NASCAR cracking down on stray tires By Marty Smith DAYTONA BEACH, Fla. (Apr. 3, 2000) Due to an inordinate amount of stray tires on pit road during the first seven races of NASCAR 2000, the sanctioning body has implemented a rules adjustment.
NASCAR cracking down on stray tires
By Marty Smith
DAYTONA BEACH, Fla. (Apr. 3, 2000) Due to an inordinate amount of stray tires on pit road during the first seven races of NASCAR 2000, the sanctioning body has implemented a rules adjustment. Teams are now required to pick up right-side tires immediately following every pit stop or they will be penalized, beginning with the Goody's Body Pain 500 this weekend at Martinsville Speedway. "For the last five or six years, we've allowed seven men over the wall, a seven-man pit crew. Before that, it was six-man pit crew, and we added the seventh man in order to pick up tires," said Gary Nelson, NASCAR Winston Cup director.
"That worked pretty well. All of the teams pretty much did it. But recently, fewer and fewer teams were picking it up, so we decided rather than asking them to do it, we'd tell them they had to do it. That's what's going to happen at Martinsville."

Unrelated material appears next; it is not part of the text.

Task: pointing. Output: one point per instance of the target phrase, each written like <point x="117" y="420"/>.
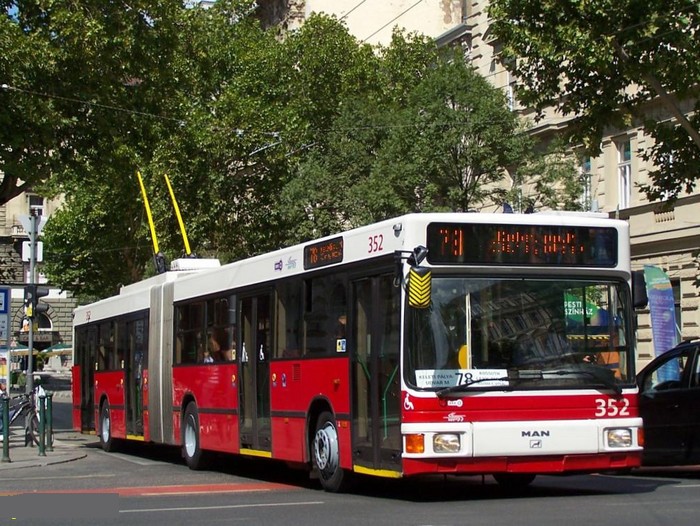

According to Nelson, If a right-side tire is left on the outside half of the pit box and impedes the progress of another team, a penalty will be issued at NASCAR's discretion.
"It's an umpire calling balls and strikes. If you think about it, we'd say you've got to have your tires at least on the half of your pit area closest to the pit wall to be sure not to get a penalty. That will be the judgement of the official at the spot. When things are moving, the car's moving away and the tires are moving towards the wall - did it happen or did it not happen? That'll be the judgement of the official."
Nelson said the duration of the rule has not yet been determined, but hopes it "would like to think it would be all year. We'll take it one step at a time."
The dilemma began at Daytona, when Tony Stewart twice hit tires left from teammate Bobby Labonte's crew, resulting in damage to the front air dam of the No. 20 Home Depot Pontiac. The trend has continued for several weeks, including Sunday when the right rear tire from Matt Kenseth's No. 17 DeWalt Tools Ford scurried unattended across pit road.
"Just before the driver's meeting yesterday we decided to go ahead and do it," Nelson said. "We've been kicking it around a lot, and just before the driver's meeting we decided to give it a shot at Martinsville. We gave the seventh man several years ago and it worked OK, then more and more guys started leaving the tires there and we had more and more cars bumping tires.
"And, in recent weeks we've been asking the teams to pick them up. At one point during the season in a driver's meeting, we told the teams if you don't pick up the tire, we'll have to get involved. And if we get involved, it's gonna mean penalties. It doesn't mean don't do it anymore. You HAVE to do it now.
"We had a situation where the teams were using three or four air wrenches to change tires about six years ago," he said. "So we told them to go back to two air wrenches and use that extra guy to pick up the tires that are left behind. That really worked well for a long time, then it started going away more and more. We asked them and asked them to turn to the procedure where tires are picked up, and a lot of teams were doing it, but there was just enough that weren't where it created problems.
"Hopefully, us addressing it will make it standard procedure for every team on pit road to make it a non-issue in a short period of time."